Una via riminese alla cultura (per essere capitale)
Lo spunto per questa riflessione è la pagina che il Domenicale del Sole 24Ore del 18 di marzo ha dedicato al tema dei piani strategici. In particolare, ispiratrice è stata una battuta di Paolo Verri, già consulente del piano di Rimini: “Si prenda ad esempio il documento elaborato da Mons, città belga di circa 100mila abitanti, che è riuscita a strappare la nomina a capitale della cultura nel 2012”.
Mons? Capitale della cultura? Ci ha incuriosito e ci siamo informati su Mons: cittadina belga, a 70 km da Bruxelles, citata per una bellissima piazza con caffè all’aperto, vie medievali ben conservate, la stupenda torre civica barocca patrimonio mondiale dell'UNESCO (87 metri di torre seicentesca in gres e pietra azzurra con un carillon di 49 campane), la stazione disegnata da Calatrava, una dimora di Van Gogh. Questa è Mons, nel 2015 capitale della cultura con lo slogan “dove la tecnologia incontra la cultura”. Qui il video che la presenta.
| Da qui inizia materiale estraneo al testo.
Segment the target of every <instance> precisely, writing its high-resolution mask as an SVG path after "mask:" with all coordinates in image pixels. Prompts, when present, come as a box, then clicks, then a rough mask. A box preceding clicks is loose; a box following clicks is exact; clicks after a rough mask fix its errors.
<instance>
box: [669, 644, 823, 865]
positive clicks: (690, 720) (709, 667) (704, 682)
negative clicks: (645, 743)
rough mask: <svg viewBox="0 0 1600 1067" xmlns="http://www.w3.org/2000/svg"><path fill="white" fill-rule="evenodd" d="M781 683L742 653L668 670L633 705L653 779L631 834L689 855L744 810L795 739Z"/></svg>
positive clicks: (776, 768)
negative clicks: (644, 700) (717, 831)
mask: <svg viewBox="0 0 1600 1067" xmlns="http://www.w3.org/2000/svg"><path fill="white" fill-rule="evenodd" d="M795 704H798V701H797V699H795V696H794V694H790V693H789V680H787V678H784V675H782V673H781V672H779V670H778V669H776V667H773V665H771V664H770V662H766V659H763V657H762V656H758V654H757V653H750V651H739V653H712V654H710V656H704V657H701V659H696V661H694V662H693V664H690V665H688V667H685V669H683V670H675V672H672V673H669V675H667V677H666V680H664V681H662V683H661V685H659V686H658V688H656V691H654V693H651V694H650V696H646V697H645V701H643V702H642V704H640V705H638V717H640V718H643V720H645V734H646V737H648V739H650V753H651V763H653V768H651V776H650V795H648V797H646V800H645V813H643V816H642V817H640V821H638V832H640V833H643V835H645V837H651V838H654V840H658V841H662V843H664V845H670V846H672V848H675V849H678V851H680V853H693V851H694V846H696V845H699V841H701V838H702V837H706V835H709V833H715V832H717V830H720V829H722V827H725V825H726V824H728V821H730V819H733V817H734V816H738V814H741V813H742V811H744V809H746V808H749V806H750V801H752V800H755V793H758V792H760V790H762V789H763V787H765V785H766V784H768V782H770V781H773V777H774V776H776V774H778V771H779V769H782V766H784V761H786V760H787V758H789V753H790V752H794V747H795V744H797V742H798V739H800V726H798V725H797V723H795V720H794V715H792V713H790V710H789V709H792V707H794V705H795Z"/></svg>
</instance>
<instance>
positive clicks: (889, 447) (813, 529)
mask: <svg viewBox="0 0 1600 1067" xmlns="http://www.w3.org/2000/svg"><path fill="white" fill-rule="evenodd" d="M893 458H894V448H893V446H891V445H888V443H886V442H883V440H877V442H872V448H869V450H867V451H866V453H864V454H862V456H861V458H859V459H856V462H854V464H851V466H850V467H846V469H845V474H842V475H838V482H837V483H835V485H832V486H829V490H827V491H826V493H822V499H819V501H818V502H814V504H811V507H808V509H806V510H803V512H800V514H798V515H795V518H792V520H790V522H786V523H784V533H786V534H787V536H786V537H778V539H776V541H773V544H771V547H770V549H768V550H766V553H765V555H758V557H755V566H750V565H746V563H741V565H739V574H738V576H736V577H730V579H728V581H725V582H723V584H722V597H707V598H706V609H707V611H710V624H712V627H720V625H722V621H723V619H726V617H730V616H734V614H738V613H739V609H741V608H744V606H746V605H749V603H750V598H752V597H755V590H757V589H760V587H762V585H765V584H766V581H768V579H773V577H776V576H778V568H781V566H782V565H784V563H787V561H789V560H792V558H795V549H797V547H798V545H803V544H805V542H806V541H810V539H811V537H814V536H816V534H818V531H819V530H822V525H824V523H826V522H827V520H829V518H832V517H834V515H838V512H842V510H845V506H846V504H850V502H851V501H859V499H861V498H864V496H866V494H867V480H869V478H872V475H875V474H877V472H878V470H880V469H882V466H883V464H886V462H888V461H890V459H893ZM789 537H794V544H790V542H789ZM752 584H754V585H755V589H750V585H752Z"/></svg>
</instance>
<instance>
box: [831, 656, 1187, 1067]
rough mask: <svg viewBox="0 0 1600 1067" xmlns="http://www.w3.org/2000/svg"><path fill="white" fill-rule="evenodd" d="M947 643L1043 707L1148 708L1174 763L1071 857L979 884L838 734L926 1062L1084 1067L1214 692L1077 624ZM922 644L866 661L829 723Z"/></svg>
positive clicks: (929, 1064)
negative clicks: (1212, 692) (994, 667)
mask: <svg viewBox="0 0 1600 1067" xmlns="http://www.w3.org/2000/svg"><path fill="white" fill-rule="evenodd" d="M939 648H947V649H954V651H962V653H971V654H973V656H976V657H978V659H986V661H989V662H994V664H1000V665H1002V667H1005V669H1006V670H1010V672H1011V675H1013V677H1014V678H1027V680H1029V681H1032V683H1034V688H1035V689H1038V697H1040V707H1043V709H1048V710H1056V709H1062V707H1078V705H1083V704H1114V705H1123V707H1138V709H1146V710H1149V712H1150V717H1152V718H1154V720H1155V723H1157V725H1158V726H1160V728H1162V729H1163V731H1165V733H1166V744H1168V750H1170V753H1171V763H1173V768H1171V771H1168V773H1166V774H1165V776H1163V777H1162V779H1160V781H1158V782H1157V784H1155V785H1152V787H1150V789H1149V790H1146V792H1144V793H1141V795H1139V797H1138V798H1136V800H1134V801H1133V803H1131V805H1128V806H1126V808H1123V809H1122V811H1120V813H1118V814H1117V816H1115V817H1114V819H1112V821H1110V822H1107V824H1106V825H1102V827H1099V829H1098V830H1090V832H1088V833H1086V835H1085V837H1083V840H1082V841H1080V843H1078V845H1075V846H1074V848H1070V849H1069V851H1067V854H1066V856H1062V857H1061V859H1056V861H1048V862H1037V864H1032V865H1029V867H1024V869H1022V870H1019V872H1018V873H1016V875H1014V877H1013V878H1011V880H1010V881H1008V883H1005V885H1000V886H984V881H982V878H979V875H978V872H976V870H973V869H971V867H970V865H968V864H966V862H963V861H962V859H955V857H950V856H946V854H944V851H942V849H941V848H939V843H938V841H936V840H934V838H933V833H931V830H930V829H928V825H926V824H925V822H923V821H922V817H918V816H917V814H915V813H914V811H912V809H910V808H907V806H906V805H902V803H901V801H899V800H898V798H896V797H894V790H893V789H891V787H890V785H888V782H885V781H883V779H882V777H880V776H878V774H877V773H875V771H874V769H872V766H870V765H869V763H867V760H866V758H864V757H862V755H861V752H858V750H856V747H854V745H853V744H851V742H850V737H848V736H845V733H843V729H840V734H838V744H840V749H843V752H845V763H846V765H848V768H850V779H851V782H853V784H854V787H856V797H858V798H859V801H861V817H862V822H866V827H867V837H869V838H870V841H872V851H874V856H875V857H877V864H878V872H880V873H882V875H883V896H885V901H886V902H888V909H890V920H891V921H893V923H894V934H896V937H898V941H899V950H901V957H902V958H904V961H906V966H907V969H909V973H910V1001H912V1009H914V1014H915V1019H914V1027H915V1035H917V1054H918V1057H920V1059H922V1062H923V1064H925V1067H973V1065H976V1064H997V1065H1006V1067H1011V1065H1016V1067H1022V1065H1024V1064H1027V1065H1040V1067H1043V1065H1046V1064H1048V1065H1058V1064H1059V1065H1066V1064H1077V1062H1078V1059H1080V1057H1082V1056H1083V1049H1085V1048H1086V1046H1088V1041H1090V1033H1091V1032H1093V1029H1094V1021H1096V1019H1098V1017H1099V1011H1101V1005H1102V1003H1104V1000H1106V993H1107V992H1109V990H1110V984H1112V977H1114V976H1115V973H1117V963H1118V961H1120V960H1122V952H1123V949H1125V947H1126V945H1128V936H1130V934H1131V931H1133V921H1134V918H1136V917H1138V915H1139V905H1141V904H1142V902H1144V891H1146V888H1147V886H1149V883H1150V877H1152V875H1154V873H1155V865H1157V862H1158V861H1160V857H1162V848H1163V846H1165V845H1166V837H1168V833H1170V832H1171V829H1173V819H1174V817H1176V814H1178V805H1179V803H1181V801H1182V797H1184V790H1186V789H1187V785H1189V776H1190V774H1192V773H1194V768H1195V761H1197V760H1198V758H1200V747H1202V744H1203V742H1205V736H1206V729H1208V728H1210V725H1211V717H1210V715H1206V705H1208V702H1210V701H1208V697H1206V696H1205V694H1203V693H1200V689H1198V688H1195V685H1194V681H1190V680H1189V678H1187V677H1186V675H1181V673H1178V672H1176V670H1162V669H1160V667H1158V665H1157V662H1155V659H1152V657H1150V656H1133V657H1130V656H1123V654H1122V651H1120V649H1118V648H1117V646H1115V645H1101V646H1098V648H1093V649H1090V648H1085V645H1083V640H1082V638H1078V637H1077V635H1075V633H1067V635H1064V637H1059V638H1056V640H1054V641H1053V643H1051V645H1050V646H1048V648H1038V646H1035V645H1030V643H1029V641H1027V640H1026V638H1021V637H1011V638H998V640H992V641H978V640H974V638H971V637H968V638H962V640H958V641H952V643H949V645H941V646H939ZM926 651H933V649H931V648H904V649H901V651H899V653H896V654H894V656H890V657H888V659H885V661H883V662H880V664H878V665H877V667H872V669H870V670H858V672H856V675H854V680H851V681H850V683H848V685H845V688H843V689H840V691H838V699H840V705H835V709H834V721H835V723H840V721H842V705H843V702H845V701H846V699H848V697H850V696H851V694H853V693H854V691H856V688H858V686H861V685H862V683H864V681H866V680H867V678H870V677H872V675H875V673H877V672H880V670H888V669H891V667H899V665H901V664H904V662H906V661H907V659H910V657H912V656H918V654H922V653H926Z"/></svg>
Bene, qual è la riflessione? Che non sembra poi volerci tanto a diventare capitale della cultura; e pensando a tutto quello che accade a Rimini in un anno, al patrimonio di beni culturali e al nome “Rimini” che ancora resiste a livello europeo, dovrebbe venire voglia di misurarsi con le altre città. Rimini, invece, cosa fa? Si accoda a Ravenna, impegnata nella competizione per il 2019. Anzi, Ravenna chiederà a Rimini di creare eventi per promuovere e aiutare la propria candidatura. E con Rimini, Ravenna ha chiamato come supporto nel comitato promotore anche le altre città cugine: Cesena, Forlì, Cervia, Lugo, Faenza. Tutte città che da sole non potrebbero aspirare a qualcosa del genere, a parte una, Rimini, che forse farebbe bene a considerare l’ipotesi di sfilarsi e di iniziare a lavorare a una propria candidatura. Magari per il 2027, l’anno stabilito per il piano strategico.
A patto di allargare l’orizzonte e la concezione di cultura che normalmente si ha e che a Rimini può stare un po’ stretta: cultura è la Domus, cultura è l’Arco, il Tempio, il Trecento e tanti altri beni archeologici e artistici che a Rimini ci sono, ma cultura è anche quanto accade al presente, ciò che si fa nell’oggi. E’ chiaro che questo presuppone un giudizio di qualità sulle manifestazioni e sugli eventi, sui festival e sugli appuntamenti che vengono promossi, insomma su tutta la modernità fasulla che tira tanto qua da noi, ma è l’unico modo – questo spostamento nella concezione di cultura – che ci potrebbe permettere di valorizzare veramente quell’idea di città dell’incontro e dell’ospitalità che proprio il Piano Strategico porta avanti. Affinché la “cultura dell’incontro” non sia solo uno slogan con il quale ci balocchiamo, ma un modo originale o almeno personale di intendere la contemporaneità e le relazioni che in essa oggi si pongono, diversamente dal passato e dall’antichità; cultura, appunto.